The format of a line equation can vary:

• The most common is the slope-intercept form, which is \( y = mx + b \), where 'm' is the slope, and 'b' is the y-intercept.
• For horizontal lines, the equation looks like \( y = c \), which means 'c' is constant for every x.
• Vertical lines have equations like \( x = k \), meaning x is fixed at k, and 'y' can be anything.

The simplicity of the equation often makes it easier to understand the constant and variable components of a line.

The x-axis is the horizontal number line on the coordinate plane. It helps in determining the position of any point in the horizontal direction. The x-axis passes through the origin and can contain both positive and negative numbers.

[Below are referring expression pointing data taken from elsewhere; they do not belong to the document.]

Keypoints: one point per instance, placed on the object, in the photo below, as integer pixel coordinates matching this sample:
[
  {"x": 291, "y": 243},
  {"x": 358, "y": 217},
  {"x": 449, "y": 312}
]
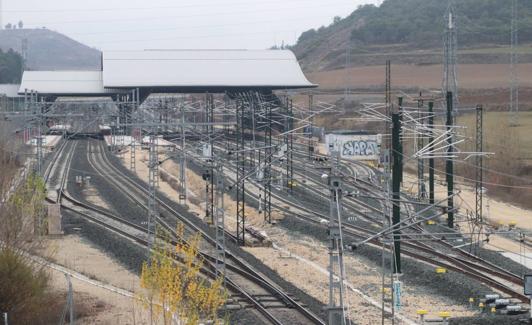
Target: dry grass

Key facts about the x-axis:

• Points on this axis have a y-coordinate of 0.
• When a line is vertical, it intersects the x-axis at just one point since 'x' is fixed, like in the equation \( x = 3 \).
• To find where a line crosses the x-axis, set the y-value to zero in the line's equation.

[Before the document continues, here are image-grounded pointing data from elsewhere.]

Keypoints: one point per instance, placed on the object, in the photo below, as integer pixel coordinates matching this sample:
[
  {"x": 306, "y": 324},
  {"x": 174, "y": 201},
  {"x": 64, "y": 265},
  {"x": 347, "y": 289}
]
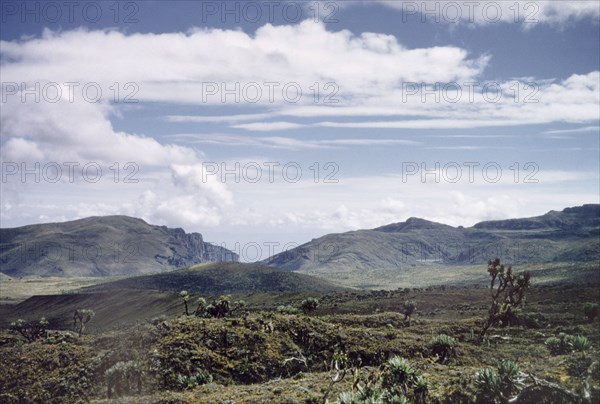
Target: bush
[
  {"x": 31, "y": 330},
  {"x": 287, "y": 310},
  {"x": 400, "y": 383},
  {"x": 191, "y": 381},
  {"x": 122, "y": 377},
  {"x": 408, "y": 308},
  {"x": 555, "y": 345},
  {"x": 82, "y": 317},
  {"x": 309, "y": 304},
  {"x": 508, "y": 293},
  {"x": 443, "y": 346},
  {"x": 580, "y": 343},
  {"x": 563, "y": 344},
  {"x": 591, "y": 311},
  {"x": 495, "y": 385}
]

This line gives a foundation for locating and plotting points across the coordinate plane.

The y-axis is the vertical line in the coordinate plane. Like the x-axis, it passes through the origin. It helps to establish the position of points vertically. The y-axis, much like a thermometer, can be thought of as indicating whether you move above or below the origin.

Interesting aspects of the y-axis:

• Any points located on this axis have a fixed x-coordinate of 0.
• Vertical lines do not run parallel to the y-axis; they intersect it perpendicularly.
• A line crosses the y-axis where the x-value is zero, common in slope-intercept form equations as the y-intercept.

Understanding the y-axis helps in analyzing vertical movements and the behavior of lines interacting with the y-axis.